Qu’il est révolu le temps où on osait comparer El Jadida à « Deauville » comme lui avait prédit le maréchal Lyautey. Avec son état actuel, ce nom ne lui sied plus.
En effet, la « dolce vita » d’antan ne se ressent même plus dans nos souvenirs, tellement les lieux qui permettaient de les raviver ont été éradiqués.
El Jadida avait une âme, et la saison estivale était attendue par les habitants avec une grande impatience. Les préparatifs à cette saison par la Commune commençaient juste après les vacances de printemps appelées auparavant « vacances de pâques ». Tout était préparé au moindre détail. Au centre-ville tout était propre et sentait presque la lavande, tellement les espaces étaient bien entretenus et les trottoirs et passages piétons repeints.
En été les rues étaient calmes pendant la journée car tout le monde se rendait à la plage, à Sidi Bouzid, ou au Môle (L’moune). Les plus lotis optaient pour la piscine de l’hôtel Marhaba qui offrait aux baigneurs la possibilité de « piquer une tête » à la plage, grâce à la passerelle (aujourd’hui démolie).
Quant aux soirées d’été, elles étaient bien animées et les estivants n’avaient que l’embarras du choix pour passer d’agréables soirées.
Le café Najmat Al Mohit offrait un panorama paradisiaque avec vue sur la mer et sur le Parc Mohammed V, pour les amateurs des chansons classiques.
L’animation ne manquait pas non plus sur la grande place du théâtre municipal où se sont produits de grands noms de la chanson marocaine.
Même à Sidi Bouzid, plusieurs spectacles étaient organisés, en plein air, au niveau du théâtre édifié par feu Mohamed Said Afifi.
Il est, malheureusement, bien révolu ce temps des beaux étés. Et il est déconcertant de constater cette dégradation que subit la ville d’année en année, sans qu’aucun signe d’une quelconque initiative de « sauvetage » en mesure de lui redonner vie, ne voie le jour.
Il faut souligner, avec regret, que partout où l’on passe à El-Jadida, on découvre les traces d’une histoire riche et variée, mais qui n’est pas valorisée par ces élus qui n’ont fait qu’accélérer sa dégradation.
Inutile de rappeler que seuls ces élus et les pouvoirs publics ont une grande responsabilité dans la réhabilitation de la ville. Mais ils sont, désespérément aux abonnés absents, attendant simplement une quelconque lueur d’un projet prometteur en mesure de renflouer leurs finances. Certes, les citoyens n’ont eu de cesse de multiplier les messages et les signaux d’alarme, mais sans aucun résultat probant.

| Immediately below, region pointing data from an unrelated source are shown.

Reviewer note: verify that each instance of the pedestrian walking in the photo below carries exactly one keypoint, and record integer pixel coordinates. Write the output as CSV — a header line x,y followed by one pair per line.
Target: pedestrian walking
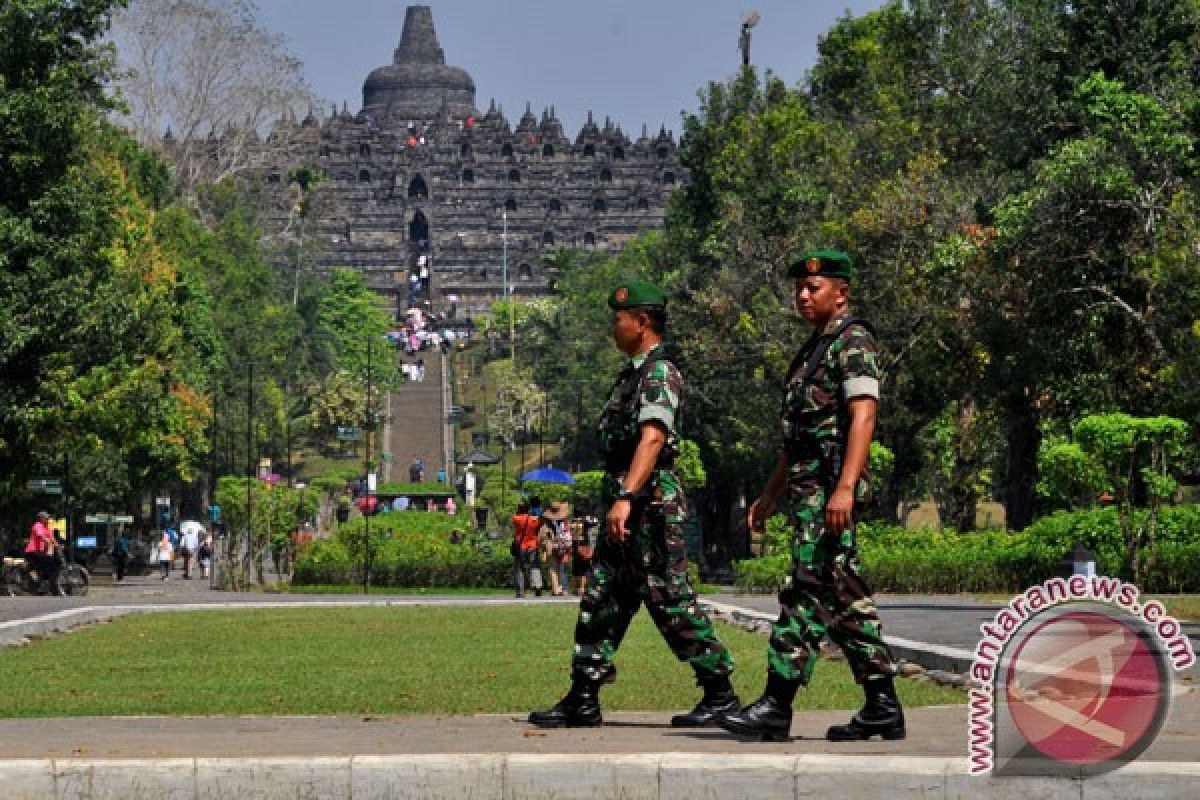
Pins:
x,y
525,551
166,553
641,558
831,398
120,554
190,533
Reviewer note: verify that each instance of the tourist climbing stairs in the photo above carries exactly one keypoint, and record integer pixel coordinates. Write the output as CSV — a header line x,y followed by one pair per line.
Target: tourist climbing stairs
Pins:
x,y
417,426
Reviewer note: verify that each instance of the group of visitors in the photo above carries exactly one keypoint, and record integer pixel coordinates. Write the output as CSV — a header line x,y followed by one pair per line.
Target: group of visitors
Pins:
x,y
551,545
190,543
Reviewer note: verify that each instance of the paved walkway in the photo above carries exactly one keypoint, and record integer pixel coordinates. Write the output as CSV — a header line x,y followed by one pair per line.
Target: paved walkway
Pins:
x,y
499,756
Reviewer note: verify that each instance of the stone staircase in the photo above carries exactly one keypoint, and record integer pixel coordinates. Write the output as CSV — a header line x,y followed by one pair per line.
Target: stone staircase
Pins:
x,y
418,422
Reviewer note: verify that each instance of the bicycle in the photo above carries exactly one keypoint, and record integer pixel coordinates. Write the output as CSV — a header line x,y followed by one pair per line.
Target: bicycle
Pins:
x,y
17,578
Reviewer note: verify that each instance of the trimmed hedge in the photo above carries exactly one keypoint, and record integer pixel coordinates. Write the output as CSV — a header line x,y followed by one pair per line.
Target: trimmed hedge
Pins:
x,y
928,560
417,554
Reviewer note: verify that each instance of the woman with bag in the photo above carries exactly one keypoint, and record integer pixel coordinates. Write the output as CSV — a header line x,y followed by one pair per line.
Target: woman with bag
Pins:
x,y
166,554
553,548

Il est déconcertant le spectacle de cette ville devenue lugubre, défigurée, livrée à elle-même et où il suffit de regarder l´état des routes, des voiries, et des chantiers interminables en cours de réalisation… pour se rendre compte de l’indicible.
Il est grand temps et urgentissime de mettre en place une stratégie de restauration afin de sauver le patrimoine historique constitué par les monuments, les espaces verts datant de plus d’un siècle, le théâtre, et bien d’autres édifices qu’il devient impératif de réhabiliter, afin de redonner à cette belle cité son cachet et son éclat d’autan, et aussi le charme de ses belles soirées estivales.